A. también significó resurrección. El encuentro había iniciado suavemente. Un beso y una invitación. La respuesta correcta. Ninguna mentira. Ningún reclamo. Al final terminaron en un hotel. Estaba tan oscuro que no parecía que ya amanecía.

Los besos eran pura saliva, pura lengua. Las manos la recorrieron a prisa. Él alcanzó la desnudez casi al cruzar la puerta. Ella sobre él. Se subió en su abdomen. Él tendido y encantado. En el cuerpo de ella encontró el desfogue de los cuartos oscuros y cerrados con candado en que se había convertido su vida, un completo suicidio sexual.

Ella le mordió el cuello con la misma intensidad con que le mordió la ingle, con que las manos de ambos se apretaban mientras el cuerpo de ella iba y venía con velocidades que antes había creído imposibles. Sin cansancio, con convicción y decisión. Y las miradas. Dos cuerpos recreando la verdadera destrucción de todo lo negatvio , concentrándose uno en el otro. Sonriendo con la mirada. Abriéndose de venganzas, ensoñaciones y miedos. Ella brincaba y las miradas permanecían.

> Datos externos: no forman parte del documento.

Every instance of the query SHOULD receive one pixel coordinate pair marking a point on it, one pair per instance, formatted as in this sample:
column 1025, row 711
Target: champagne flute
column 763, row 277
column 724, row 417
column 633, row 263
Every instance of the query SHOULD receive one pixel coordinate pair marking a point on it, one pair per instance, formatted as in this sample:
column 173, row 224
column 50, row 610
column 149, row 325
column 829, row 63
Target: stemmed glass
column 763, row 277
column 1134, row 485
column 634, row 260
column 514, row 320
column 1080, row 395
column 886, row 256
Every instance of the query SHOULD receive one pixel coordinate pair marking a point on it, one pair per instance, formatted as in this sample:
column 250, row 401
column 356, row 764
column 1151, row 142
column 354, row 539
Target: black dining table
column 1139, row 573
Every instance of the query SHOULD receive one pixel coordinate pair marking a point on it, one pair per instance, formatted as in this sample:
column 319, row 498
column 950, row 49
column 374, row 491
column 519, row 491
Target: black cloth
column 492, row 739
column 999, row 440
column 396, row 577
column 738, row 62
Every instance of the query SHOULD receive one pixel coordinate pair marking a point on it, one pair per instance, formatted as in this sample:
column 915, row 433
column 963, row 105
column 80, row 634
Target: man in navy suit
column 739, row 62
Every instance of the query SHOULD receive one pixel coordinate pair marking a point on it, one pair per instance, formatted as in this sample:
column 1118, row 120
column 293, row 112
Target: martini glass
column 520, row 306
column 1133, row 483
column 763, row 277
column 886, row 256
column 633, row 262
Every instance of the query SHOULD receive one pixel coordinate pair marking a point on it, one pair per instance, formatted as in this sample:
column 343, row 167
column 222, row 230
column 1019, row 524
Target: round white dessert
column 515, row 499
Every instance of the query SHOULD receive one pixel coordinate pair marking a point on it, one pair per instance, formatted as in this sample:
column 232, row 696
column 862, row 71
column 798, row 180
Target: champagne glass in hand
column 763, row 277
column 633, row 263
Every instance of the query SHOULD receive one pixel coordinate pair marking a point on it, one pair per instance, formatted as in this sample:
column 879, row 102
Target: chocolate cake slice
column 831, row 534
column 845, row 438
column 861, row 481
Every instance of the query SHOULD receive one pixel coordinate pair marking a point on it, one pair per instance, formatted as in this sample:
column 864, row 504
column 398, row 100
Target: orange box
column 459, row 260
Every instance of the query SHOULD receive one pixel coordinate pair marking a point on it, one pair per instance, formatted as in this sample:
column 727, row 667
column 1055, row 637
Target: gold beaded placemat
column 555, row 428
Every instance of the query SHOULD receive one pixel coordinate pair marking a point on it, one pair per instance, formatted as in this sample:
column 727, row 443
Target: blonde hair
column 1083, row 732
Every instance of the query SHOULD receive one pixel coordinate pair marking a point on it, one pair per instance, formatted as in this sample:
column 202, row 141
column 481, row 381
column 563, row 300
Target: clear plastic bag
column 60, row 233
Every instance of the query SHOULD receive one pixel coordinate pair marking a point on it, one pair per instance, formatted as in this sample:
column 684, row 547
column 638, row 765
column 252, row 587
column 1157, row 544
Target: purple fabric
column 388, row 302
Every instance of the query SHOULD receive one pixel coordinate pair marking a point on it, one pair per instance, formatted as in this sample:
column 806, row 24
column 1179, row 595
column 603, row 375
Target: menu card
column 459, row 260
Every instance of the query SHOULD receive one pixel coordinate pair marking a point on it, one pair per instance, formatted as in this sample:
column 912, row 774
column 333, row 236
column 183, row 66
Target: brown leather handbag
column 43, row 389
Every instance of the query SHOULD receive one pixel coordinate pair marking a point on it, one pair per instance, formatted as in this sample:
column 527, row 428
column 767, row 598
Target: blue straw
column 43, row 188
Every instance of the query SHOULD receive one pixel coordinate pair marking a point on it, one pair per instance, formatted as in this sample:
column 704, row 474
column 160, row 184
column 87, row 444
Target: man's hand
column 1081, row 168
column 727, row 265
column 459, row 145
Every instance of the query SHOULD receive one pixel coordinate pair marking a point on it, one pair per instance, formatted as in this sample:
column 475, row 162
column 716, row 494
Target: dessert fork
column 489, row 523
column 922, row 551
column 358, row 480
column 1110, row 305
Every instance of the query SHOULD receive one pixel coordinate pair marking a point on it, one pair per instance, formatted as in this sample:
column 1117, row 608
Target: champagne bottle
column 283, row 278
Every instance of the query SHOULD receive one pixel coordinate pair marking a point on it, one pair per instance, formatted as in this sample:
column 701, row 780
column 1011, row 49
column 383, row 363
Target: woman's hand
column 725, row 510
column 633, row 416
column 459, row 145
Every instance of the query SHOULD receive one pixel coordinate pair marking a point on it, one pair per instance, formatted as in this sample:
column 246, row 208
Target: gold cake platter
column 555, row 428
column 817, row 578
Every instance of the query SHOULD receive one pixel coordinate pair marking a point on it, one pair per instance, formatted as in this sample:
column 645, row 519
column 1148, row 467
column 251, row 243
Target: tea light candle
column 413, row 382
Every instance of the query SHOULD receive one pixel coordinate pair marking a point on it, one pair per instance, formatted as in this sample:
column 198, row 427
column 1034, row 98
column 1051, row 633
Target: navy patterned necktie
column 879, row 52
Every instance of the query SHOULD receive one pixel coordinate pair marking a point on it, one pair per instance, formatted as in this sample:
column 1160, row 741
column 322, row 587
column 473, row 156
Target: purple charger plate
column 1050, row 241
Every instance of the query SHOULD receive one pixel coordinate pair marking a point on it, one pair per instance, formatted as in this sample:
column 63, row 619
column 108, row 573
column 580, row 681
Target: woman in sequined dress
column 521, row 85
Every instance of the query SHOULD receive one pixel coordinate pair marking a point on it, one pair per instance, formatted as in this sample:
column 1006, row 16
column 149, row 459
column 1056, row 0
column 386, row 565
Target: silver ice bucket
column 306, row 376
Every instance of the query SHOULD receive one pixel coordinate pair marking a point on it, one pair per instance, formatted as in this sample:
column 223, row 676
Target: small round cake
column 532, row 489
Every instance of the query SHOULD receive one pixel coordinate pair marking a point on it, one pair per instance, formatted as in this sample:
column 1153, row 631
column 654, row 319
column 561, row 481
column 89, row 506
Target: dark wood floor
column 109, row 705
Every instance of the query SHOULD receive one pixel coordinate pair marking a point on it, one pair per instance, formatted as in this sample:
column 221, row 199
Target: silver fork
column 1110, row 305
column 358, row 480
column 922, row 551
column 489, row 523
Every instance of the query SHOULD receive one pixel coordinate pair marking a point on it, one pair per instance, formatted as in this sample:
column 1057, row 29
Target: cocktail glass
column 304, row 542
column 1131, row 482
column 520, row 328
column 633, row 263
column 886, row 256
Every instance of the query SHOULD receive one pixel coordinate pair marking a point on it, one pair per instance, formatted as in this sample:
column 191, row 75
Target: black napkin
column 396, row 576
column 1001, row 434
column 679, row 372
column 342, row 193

Él sonrió. Tenía 25 años y la espera más larga que ella había conocido. Tenía 25 años y cantaba éxitos de boleros de los 70, hablaba de películas, de su pequeño universo destruido por sí mismo. De su larga carrera como traidor en tiempos de mentiras, como destructor de confianzas. Se resistía a llegar. Algo había en su cabeza (tal vez en su corazón) que no lo dejaba. Al final lo logró. Durmieron.

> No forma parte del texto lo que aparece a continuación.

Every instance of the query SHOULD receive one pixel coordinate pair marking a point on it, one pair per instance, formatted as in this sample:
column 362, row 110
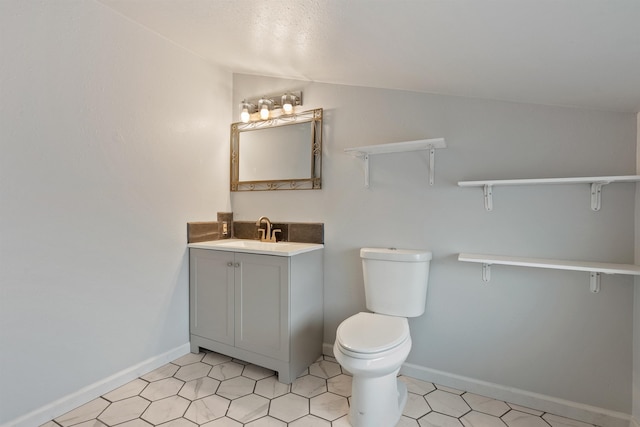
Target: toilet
column 373, row 346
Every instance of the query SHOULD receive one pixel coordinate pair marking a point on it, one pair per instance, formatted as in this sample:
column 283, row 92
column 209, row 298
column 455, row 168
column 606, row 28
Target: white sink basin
column 258, row 247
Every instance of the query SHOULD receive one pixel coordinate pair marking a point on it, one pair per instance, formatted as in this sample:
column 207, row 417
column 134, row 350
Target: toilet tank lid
column 394, row 254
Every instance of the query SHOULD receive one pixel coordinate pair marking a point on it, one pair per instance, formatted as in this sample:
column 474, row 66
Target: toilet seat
column 367, row 335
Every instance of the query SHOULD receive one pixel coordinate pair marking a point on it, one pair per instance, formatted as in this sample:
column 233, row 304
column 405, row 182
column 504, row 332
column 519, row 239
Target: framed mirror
column 284, row 153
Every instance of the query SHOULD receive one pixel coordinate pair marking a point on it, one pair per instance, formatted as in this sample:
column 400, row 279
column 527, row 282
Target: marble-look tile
column 160, row 389
column 479, row 419
column 271, row 388
column 309, row 386
column 236, row 387
column 162, row 372
column 97, row 423
column 193, row 371
column 222, row 422
column 165, row 410
column 256, row 372
column 417, row 386
column 207, row 409
column 180, row 422
column 248, row 408
column 447, row 403
column 135, row 423
column 130, row 389
column 226, row 370
column 407, row 422
column 329, row 406
column 449, row 389
column 435, row 419
column 124, row 410
column 188, row 359
column 486, row 404
column 310, row 421
column 416, row 406
column 266, row 422
column 515, row 418
column 342, row 422
column 325, row 369
column 199, row 388
column 557, row 421
column 525, row 409
column 215, row 359
column 340, row 385
column 289, row 407
column 86, row 412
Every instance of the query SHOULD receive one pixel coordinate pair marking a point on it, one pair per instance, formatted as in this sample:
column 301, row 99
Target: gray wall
column 532, row 329
column 636, row 310
column 112, row 138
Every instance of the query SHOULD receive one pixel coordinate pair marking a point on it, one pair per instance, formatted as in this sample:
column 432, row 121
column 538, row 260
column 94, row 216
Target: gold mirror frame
column 314, row 117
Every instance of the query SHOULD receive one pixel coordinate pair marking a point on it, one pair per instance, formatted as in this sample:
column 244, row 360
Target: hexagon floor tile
column 213, row 390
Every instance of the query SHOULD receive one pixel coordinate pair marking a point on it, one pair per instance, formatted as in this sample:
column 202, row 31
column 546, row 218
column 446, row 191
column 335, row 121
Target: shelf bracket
column 488, row 197
column 596, row 195
column 432, row 165
column 594, row 282
column 486, row 272
column 365, row 159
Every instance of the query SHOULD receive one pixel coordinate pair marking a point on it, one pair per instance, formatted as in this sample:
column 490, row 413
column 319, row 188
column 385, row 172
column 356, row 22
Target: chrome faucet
column 266, row 235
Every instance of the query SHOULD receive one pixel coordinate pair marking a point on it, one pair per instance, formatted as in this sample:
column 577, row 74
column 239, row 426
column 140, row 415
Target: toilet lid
column 372, row 333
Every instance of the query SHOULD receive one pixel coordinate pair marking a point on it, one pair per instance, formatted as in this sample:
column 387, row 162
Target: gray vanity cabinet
column 263, row 309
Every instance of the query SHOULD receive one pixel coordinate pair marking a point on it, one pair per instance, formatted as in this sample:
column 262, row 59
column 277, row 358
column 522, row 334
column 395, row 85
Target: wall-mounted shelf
column 594, row 268
column 596, row 183
column 398, row 147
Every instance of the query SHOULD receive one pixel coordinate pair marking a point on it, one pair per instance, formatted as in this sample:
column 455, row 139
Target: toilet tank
column 395, row 280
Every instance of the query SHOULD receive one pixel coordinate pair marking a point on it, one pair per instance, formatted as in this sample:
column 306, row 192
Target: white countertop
column 258, row 247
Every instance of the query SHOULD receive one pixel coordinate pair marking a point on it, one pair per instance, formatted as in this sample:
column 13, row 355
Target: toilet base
column 377, row 401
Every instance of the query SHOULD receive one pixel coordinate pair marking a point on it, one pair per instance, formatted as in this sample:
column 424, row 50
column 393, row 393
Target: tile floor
column 212, row 390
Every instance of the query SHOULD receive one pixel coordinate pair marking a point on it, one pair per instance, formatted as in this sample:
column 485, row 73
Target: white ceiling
column 583, row 53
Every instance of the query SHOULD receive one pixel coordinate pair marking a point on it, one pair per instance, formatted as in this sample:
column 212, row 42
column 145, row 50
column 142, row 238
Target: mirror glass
column 283, row 153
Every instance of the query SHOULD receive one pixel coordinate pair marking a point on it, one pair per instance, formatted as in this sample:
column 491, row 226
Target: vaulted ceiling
column 583, row 53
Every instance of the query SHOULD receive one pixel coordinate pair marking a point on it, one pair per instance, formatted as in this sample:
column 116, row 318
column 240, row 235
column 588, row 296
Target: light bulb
column 264, row 112
column 287, row 103
column 245, row 116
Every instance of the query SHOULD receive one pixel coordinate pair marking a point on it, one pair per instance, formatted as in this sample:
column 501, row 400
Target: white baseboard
column 564, row 408
column 95, row 390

Ella fumaba recargada en la orilla de la ventana. Terminó su cigarro y se bañó. Hizo todo el ritual amoroso sobre sí misma. Estaba lista, tomó sus cosas y antes de salir se volvió para echar un vistazo sobre la mancha roja que seguía escurriendo sobre la pulcra alfombra. La mancha roja en la mitad de la cama.

La mirada de A. era dulce. De haber mirado con mayor cuidado se habría encontrado tatuada, a ella, la imagen de ella, en sus pupilas. Y es que ella había sido lo último que él había visto. Ella estaría en sus ojos hasta que en polvo se convirtieran.

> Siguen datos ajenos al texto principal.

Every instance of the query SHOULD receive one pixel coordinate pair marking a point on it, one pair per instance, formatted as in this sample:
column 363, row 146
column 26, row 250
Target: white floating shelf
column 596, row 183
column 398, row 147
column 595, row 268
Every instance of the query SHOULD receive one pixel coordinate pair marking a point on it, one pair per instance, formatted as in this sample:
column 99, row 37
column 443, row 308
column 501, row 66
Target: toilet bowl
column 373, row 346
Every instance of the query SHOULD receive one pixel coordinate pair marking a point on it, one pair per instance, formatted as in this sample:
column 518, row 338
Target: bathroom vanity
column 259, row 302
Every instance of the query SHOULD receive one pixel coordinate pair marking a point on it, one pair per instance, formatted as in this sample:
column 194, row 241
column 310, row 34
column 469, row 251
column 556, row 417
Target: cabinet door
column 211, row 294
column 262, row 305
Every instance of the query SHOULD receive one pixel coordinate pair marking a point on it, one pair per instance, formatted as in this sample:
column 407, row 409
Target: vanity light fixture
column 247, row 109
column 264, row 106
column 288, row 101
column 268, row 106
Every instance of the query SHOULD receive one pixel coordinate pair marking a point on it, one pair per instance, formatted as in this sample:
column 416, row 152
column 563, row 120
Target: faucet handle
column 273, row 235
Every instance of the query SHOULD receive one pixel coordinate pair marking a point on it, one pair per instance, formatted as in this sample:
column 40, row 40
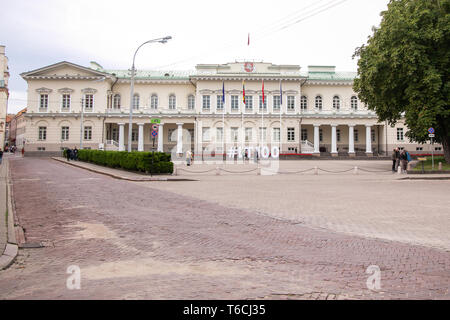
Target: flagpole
column 281, row 108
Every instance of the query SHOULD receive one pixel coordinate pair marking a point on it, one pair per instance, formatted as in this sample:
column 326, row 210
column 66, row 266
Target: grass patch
column 428, row 164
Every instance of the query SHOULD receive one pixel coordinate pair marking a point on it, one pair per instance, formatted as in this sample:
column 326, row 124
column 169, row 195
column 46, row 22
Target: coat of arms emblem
column 248, row 66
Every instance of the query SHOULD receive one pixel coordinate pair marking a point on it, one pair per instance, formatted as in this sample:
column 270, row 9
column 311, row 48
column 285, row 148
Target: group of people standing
column 72, row 154
column 400, row 158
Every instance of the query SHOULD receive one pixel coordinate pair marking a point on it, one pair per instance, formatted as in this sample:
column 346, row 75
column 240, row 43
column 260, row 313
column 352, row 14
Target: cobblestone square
column 230, row 236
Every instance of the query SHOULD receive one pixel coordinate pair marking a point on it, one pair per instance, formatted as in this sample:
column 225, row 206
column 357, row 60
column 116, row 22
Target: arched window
column 172, row 102
column 116, row 101
column 154, row 101
column 318, row 102
column 303, row 103
column 191, row 102
column 136, row 101
column 336, row 102
column 354, row 103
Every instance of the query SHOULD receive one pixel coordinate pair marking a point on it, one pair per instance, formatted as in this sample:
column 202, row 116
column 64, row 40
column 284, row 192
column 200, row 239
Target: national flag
column 263, row 93
column 223, row 92
column 281, row 94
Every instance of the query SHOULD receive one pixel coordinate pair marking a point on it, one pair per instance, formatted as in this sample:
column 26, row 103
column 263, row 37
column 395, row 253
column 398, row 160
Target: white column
column 180, row 138
column 161, row 137
column 368, row 138
column 333, row 139
column 121, row 136
column 351, row 139
column 316, row 138
column 141, row 137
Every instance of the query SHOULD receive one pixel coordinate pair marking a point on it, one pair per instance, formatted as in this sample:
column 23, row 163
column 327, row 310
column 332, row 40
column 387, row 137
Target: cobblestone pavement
column 132, row 241
column 369, row 204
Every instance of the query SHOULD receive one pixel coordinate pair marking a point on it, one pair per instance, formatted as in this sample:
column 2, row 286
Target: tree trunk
column 446, row 145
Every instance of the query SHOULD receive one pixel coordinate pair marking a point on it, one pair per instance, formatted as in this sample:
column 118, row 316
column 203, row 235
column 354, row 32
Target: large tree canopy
column 403, row 70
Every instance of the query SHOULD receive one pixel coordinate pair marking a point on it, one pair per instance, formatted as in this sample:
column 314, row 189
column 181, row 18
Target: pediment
column 64, row 69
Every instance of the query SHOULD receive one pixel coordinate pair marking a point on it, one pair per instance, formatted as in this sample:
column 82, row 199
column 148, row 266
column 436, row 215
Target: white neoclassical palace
column 312, row 112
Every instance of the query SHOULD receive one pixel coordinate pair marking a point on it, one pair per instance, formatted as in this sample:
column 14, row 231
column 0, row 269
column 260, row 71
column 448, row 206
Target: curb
column 12, row 248
column 115, row 176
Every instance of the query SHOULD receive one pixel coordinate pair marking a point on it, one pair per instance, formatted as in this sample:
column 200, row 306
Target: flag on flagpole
column 263, row 94
column 281, row 94
column 243, row 91
column 223, row 92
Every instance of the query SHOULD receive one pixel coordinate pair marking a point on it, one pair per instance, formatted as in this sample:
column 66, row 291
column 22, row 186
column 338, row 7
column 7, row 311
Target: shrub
column 133, row 161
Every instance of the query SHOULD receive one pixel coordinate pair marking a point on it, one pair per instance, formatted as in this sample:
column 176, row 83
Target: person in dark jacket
column 75, row 153
column 68, row 154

Salió del cuarto de hotel recapitulándo el tema de la futura boda, la de él, divagando sobre la espera, la sorpresa, las coincidencias y el eterno saber que cuando estás ahí ya no te puedes mover, que la orden de estar ahí ya estaba dada. También pensó en lo que comería en la tarde.

Tres días después lo recordó mientras caminaba mirando todo y se topó con un puesto de periódicos, de esos que estiman sus ingresos en la cantidad de sangre de sus portadas y ponen a prueba el estómago de la ciudadanía con fotos vomitivas y humillantes. Camilo González había sido reconocido por su familia en el anfiteatro del hospital Juárez , luego de que la camarista lo encontrara desangrado en el cuarto 406 del hotel.

Aldebarán nunca había existido.

3 comentarios:

Nancy Martínez García dijo...

así, sin palabras
qué grande eres, es que cualquier cosa que escriba aquí para adular tu texto es una nimiedad
grande, grandísimo

Ánuar Zúñiga Naime dijo...

Muy bueno, le falta afinar algunas cosas. Te pasó la crítica completa en persona.
Besos y abrazos.

maika dijo...

Que alguién me explique!!!!!! sandra debes contarmelo todo sin poesía ya sabes como me choka!